In Vitavelli, the sister resort (we got there by travelling back by small plane to Male, then a short boat rides) the vibe was more family-oriented, and if possible, even more relaxed. Luca went to the kids’ club, whining that it was for babies – but in fact came back overjoyed that he had gone running with one of the staff, dug for crabs, and made homemade pizza – which he ate.
But the real game changer for me came from diving. I had dived before – in the Red Sea at Sharm al Shaikh – but never really understood the passion. I hated the mask on my face and the deep-rooted fear of getting the bends – which a childhood friend of mine did, scuba diving in Spain. Our teacher was Ahmad, a local. He had those wide splayed feet that Islanders get from spending a lifetime walking on sand, and for some reason, as I pulled on my rash guard and loaded my tank on my back, this made me feel secure.
I’m not easily impressed – a lifetime of travel has made me somewhat jaded (‘It’s just another walled city' I once said to a stunned boyfriend, once, in Spain, when I was a student), but to say that the diving at Vitavelli blew me away would be putting it mildly. Weightless, I floated above purple and rose-gold coral, swam with polka-dotted fish. he controlled breathing seemed to give me a head full of Zen, and I felt – for the first time in many years – truly relaxed. It was enforced, blissful mediation. All my anxieties about work and home were thousands and thousands of miles away. My offspring, as anxious at times as I am, was swimming with Ahmed, examining reefs. When he turned his head to me, I could see the widest smile beneath his mask: he gave me the thumbs up (which means, in diving terms that you want to go up to the surface, but he meant that he was happy).
We spent the rest of the trip in the sea, marveling, the two of us, at the peacefulness, the calm, the quiet. Cliché as anything to say it is another world, but of course, it is. I followed the fish as they dove for the ocean’s bottom, scooping up sand in their mouths. I knelt on the ocean floor transfixed.
When we were not in the ocean, we lay in hammocks and took walks on the island, or rode our bikes. It was hot, but not unbearable. At night, we walked back together in the pitch black to our cottage, carrying flash lights and taking midnight trips to our private beach to find crabs dug into their holes. We talked about Star Wars and school. It was the best mother-son trip I have ever taken. One night, Maldivian night, we had dinner in a buried sand cave draped with silks and blankets and lit with candles: I suppose it is really meant to be romantic and for lovers, but I thought it was one of those memories I will keep – just me and my boy – for the rest of my life.

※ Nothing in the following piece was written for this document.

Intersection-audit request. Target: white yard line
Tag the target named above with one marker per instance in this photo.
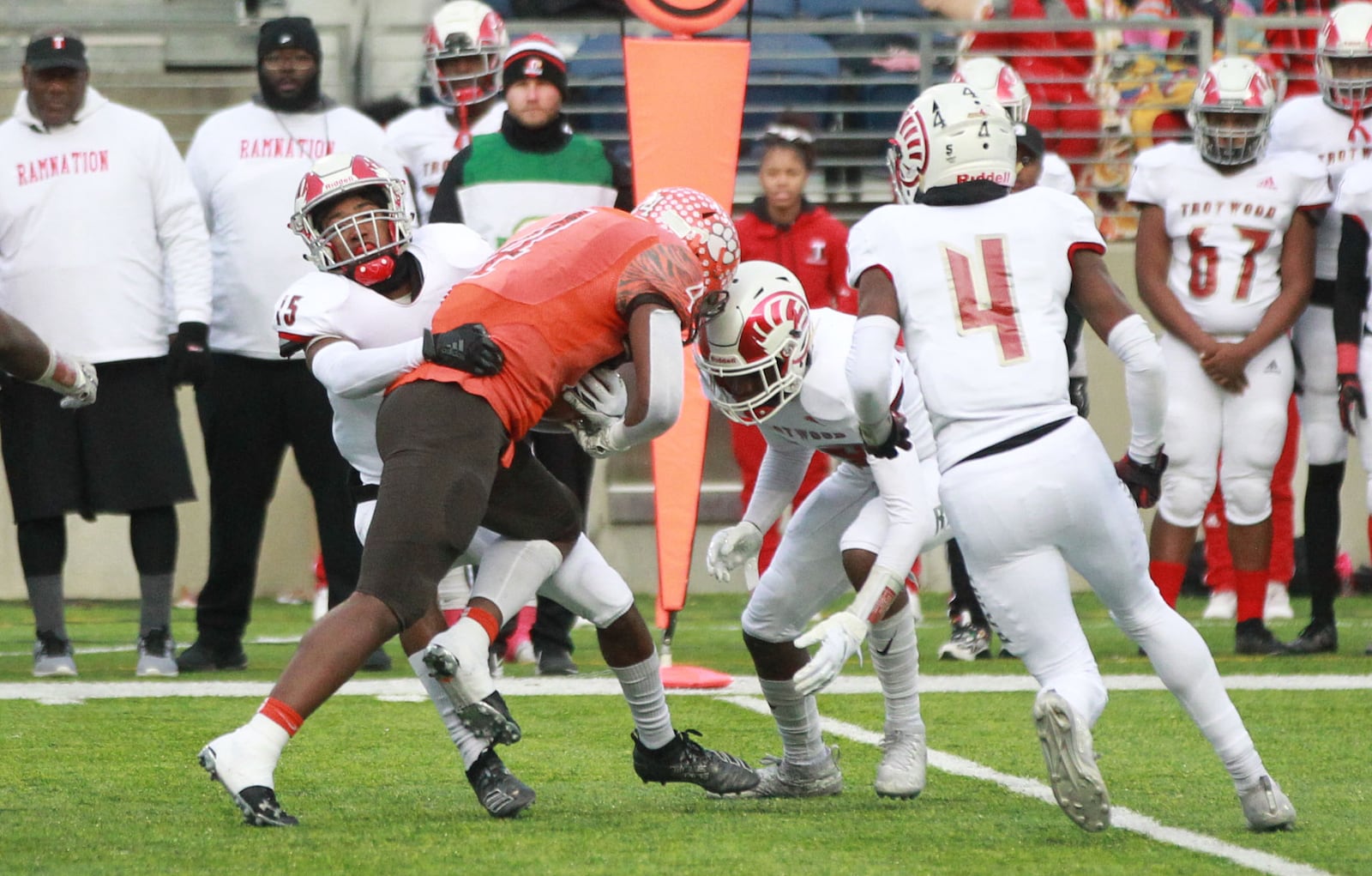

I always thought St Barth’s was the highest I ever got in terms of relaxation, but I don’t think I will ever be able to swim or dive again without thinking of the clarity of the Indian Ocean, the color of the fish, or the serenity, the stillness and the strange feeling of stress-less-ness I felt at Vittaveli. It was the perfect birthday, and I was with the perfect date. It was such a good day, in fact, I almost forgot how old I was.
Janine di Giovanni is the author of The Morning They Came For Us: Dispatches From Syria (Bloomsbury) and the winner of this years’ Hay Festival Medal for Prose, as well as the Courage in Journalism Award.